The cudaMemcpy problem is really about defaults shaping architecture. The vast majority of CUDA code in tutorials, textbooks, and quick prototypes uses synchronous copies because they're the path of least resistance. They work. They're simple. They produce correct results. And they silently establish a performance ceiling that many applications never break through because the developer never realizes the ceiling exists.
The deeper lesson is about the CUDA execution model itself. The GPU is not a magic box you throw work at. It's a multi-engine system, copy engines, compute engines, scheduling units and getting real performance means understanding which engines are active, which are stalled, and which are sitting dark because you didn't ask them to do anything. cudaMemcpy is the first place most people encounter this, and it's a rude awakening.

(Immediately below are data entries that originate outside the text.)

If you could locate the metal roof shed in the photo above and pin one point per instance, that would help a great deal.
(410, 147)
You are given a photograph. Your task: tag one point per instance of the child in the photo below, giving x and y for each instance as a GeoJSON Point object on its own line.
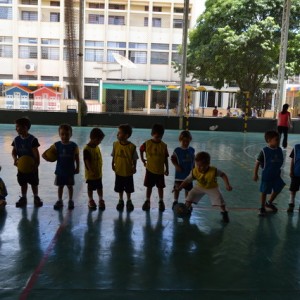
{"type": "Point", "coordinates": [124, 158]}
{"type": "Point", "coordinates": [270, 159]}
{"type": "Point", "coordinates": [3, 193]}
{"type": "Point", "coordinates": [183, 160]}
{"type": "Point", "coordinates": [67, 164]}
{"type": "Point", "coordinates": [26, 145]}
{"type": "Point", "coordinates": [156, 164]}
{"type": "Point", "coordinates": [295, 176]}
{"type": "Point", "coordinates": [206, 176]}
{"type": "Point", "coordinates": [93, 168]}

But once you see it, once you open Nsight Systems and watch those timelines light up with overlapping copies and kernels across multiple streams, something clicks. The GPU isn't just a wide processor. It's an orchestra, and the streams are the sheet music. cudaMemcpy is what happens when you hand every section the same part and make them play one at a time.
The music is a lot better when they play together. It's just infuriating that the conductor's default is to not tell them that.
If you've ever wondered why your GPU utilization is 30% despite "using CUDA," go open Nsight Systems. Look at the timeline. Count the white space. That white space has a name, and its name is cudaMemcpy.
From experience of others, I didn't have to do it because I don't drive.